Two choices on the registration checklist are: "I'm impecunious. Can you call me and let's talk about deferring the registration [fee] until my finances are better?" and "I will need housing at good ole Harvard. I'll need some place to crash [pick a night]." Or, for humor, "I'll be arriving by plane, bus, train or sailboat and will need to be picked up."
The impecunious no doubt had the $25 registration fee waived by the CRNC. The press did not even get a chance to pay it.
Last Thursday, the managing editor of The Crimson called the CRNC in Washington and received a preliminary okay to attend the Fieldman session here (no waiver of the registration fee, though). He showed up at the Phillips Brooks House Parlour Room Friday night to sign in.
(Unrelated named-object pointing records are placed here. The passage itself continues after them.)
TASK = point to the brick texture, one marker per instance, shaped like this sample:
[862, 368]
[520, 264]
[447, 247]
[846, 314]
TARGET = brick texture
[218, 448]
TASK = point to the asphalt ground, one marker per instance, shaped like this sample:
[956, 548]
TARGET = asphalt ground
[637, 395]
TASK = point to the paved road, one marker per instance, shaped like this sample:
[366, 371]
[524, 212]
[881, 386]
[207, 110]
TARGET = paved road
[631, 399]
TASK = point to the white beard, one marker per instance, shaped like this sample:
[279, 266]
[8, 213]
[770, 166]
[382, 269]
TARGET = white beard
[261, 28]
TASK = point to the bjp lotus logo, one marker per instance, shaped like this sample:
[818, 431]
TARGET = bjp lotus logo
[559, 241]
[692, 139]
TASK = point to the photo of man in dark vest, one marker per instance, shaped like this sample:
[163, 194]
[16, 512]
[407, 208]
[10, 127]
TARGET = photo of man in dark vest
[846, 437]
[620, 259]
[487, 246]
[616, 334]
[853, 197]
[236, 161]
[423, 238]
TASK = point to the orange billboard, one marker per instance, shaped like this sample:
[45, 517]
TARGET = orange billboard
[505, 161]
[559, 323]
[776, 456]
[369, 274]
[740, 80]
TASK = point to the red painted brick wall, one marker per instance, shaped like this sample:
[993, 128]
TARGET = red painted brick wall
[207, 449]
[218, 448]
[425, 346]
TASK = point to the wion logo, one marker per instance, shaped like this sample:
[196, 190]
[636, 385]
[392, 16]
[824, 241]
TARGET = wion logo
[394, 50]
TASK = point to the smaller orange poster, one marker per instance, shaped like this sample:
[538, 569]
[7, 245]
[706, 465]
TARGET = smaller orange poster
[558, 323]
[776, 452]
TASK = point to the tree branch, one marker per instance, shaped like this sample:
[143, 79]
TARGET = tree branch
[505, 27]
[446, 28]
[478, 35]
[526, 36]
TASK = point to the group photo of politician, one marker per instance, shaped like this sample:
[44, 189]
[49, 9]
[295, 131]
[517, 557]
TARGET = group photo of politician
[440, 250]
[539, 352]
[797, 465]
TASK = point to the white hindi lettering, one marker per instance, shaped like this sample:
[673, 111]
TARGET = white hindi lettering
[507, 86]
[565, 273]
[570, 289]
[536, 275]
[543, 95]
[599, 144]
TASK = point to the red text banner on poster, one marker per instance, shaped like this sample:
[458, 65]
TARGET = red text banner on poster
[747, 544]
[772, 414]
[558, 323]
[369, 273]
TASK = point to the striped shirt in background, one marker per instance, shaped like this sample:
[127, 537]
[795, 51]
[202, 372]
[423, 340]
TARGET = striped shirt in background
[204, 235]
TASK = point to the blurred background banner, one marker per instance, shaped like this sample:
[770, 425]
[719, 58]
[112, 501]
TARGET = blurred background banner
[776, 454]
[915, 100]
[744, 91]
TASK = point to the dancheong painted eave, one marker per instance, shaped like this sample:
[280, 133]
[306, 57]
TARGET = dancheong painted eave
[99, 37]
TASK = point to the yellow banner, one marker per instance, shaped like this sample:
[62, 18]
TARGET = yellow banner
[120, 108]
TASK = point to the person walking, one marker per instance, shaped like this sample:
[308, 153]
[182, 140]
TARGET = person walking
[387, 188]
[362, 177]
The local brass reversed the preliminary approval of the CRNC. No press, they said, and they then confirmed their decision with Joseph Abate, the chairman of the CRNC, who was in Cambridge to oversee the Fieldman School.
Like their elders, whom they emulate with such verve, the CRNC chief and the soon-to-be fieldmen recognize the maxim of Watergate politics. Internal political operations are to be kept secret--unless you happen to believe in open government or there is a way to spy on the other guy's operations without anybody knowing what you're up to.
This is what is known in the present Republican Party as hardshell realism. It works, too.
Indeed, any tempered idealists who envision 1976 as a broad-based rejection of Nixon-Republican realism had better consider the groundwork being done on all levels by Republicans before reassuring themselves that the mandate of 1972 cannot be foisted upon the American people again four years hence.